Un giallo dopo l'altro, è vero, ma un po' è il periodo (il lavoro e lo stress chiamano una lettura avvincente ma rapida e non impegnativa), un po' il fatto che io ne leggo comunque tantissimi, un po' la stagione fredda (e qui mento: d'estate direi che è una lettura tipicamente estiva, perché comoda da portare in viaggio o in spiaggia; e comunque non ho un camino accanto al quale leggere). Piuttosto devo notare che si tratta di un momento fortunato, dato che con i gialli capitano spesso delle fregature: anche La casa dei sette cadaveri infatti è di qualità veramente ottima, come Cerco me stesso (e non parliamo del libro che sto leggendo in questo momento).

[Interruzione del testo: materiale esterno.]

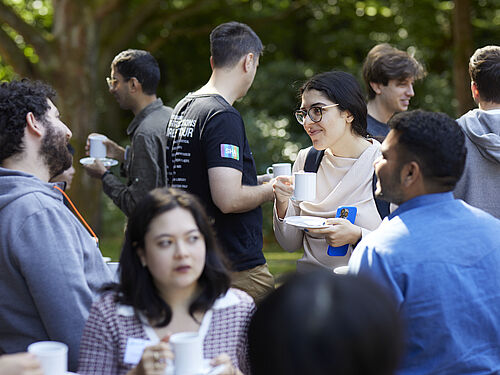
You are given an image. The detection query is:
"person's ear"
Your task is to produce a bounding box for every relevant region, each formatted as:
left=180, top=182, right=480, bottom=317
left=343, top=110, right=354, bottom=124
left=471, top=81, right=480, bottom=101
left=129, top=77, right=141, bottom=93
left=369, top=82, right=383, bottom=95
left=137, top=247, right=147, bottom=267
left=400, top=161, right=420, bottom=187
left=26, top=112, right=44, bottom=137
left=243, top=53, right=255, bottom=73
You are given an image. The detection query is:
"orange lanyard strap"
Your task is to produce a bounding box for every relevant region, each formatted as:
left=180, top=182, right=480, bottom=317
left=53, top=185, right=99, bottom=245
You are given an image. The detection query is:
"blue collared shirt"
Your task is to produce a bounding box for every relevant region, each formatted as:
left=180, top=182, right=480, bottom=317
left=349, top=192, right=500, bottom=374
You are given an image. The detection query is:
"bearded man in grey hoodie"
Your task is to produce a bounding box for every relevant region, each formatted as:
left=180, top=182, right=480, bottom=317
left=454, top=45, right=500, bottom=219
left=0, top=80, right=114, bottom=371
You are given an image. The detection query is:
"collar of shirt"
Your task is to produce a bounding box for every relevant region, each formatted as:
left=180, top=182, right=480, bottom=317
left=127, top=98, right=164, bottom=136
left=388, top=191, right=454, bottom=220
left=116, top=288, right=240, bottom=317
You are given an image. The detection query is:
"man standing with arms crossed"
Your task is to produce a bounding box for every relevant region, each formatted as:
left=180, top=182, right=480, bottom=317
left=454, top=45, right=500, bottom=219
left=84, top=49, right=172, bottom=216
left=362, top=43, right=425, bottom=139
left=166, top=22, right=274, bottom=303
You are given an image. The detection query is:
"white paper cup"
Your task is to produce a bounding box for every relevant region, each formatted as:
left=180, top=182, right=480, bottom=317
left=266, top=163, right=292, bottom=178
left=89, top=135, right=107, bottom=159
left=333, top=266, right=349, bottom=275
left=293, top=172, right=316, bottom=201
left=170, top=332, right=203, bottom=375
left=27, top=341, right=68, bottom=375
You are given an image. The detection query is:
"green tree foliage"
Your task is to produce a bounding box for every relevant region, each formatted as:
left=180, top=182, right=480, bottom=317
left=1, top=0, right=499, bottom=242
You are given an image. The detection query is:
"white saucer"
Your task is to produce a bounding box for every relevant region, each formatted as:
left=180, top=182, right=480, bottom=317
left=79, top=157, right=118, bottom=167
left=165, top=359, right=225, bottom=375
left=284, top=215, right=330, bottom=229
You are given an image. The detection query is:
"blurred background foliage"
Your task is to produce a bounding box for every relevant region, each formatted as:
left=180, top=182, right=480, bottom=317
left=1, top=0, right=499, bottom=270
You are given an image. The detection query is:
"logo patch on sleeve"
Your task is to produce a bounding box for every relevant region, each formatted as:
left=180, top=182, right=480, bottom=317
left=220, top=144, right=240, bottom=160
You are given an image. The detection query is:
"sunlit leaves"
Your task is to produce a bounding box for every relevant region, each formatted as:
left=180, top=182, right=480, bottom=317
left=3, top=0, right=52, bottom=28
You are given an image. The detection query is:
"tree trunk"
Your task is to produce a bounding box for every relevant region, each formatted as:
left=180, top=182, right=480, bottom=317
left=452, top=0, right=475, bottom=117
left=48, top=1, right=103, bottom=229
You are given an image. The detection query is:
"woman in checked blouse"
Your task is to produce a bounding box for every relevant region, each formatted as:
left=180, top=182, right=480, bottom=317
left=78, top=188, right=253, bottom=375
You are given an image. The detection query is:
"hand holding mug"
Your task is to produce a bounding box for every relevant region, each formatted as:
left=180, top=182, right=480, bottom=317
left=0, top=353, right=43, bottom=375
left=86, top=133, right=125, bottom=162
left=134, top=339, right=172, bottom=375
left=210, top=353, right=243, bottom=375
left=273, top=176, right=293, bottom=219
left=273, top=176, right=294, bottom=204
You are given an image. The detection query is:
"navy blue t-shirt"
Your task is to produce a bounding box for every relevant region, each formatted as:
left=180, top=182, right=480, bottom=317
left=367, top=114, right=390, bottom=139
left=166, top=93, right=264, bottom=271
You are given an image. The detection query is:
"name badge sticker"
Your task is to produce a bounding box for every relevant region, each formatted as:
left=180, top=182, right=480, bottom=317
left=124, top=337, right=152, bottom=365
left=220, top=144, right=240, bottom=160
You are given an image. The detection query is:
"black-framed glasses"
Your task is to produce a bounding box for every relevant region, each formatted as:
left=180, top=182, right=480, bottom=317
left=294, top=104, right=339, bottom=125
left=106, top=77, right=118, bottom=90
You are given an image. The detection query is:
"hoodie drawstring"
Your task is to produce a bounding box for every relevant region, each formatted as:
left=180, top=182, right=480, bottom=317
left=53, top=185, right=99, bottom=246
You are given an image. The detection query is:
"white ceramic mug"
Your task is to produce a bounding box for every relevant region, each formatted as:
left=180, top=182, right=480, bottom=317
left=170, top=332, right=203, bottom=375
left=89, top=134, right=107, bottom=159
left=293, top=172, right=316, bottom=201
left=266, top=163, right=292, bottom=178
left=27, top=341, right=68, bottom=375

Un autore inglese classico, del quale ho già letto Sotto la neve (sempre pubblicato da Polillo nella collana "I bassotti"). Anche se pubblicato nel 1939, lo stile di questo romanzo lo colloca nella fase "post Conan Doyle - pre Agatha Christie" della storia del giallo inglese.
Se dovessi scegliere un sottotitolo per questo giallo, direi "L'importanza di essere un gentiluomo inglese". Spero con questo di non svelare nulla a chi non ha letto il libro, e di far notare invece qualcosa a chi l'ha letto, ma distrattamente.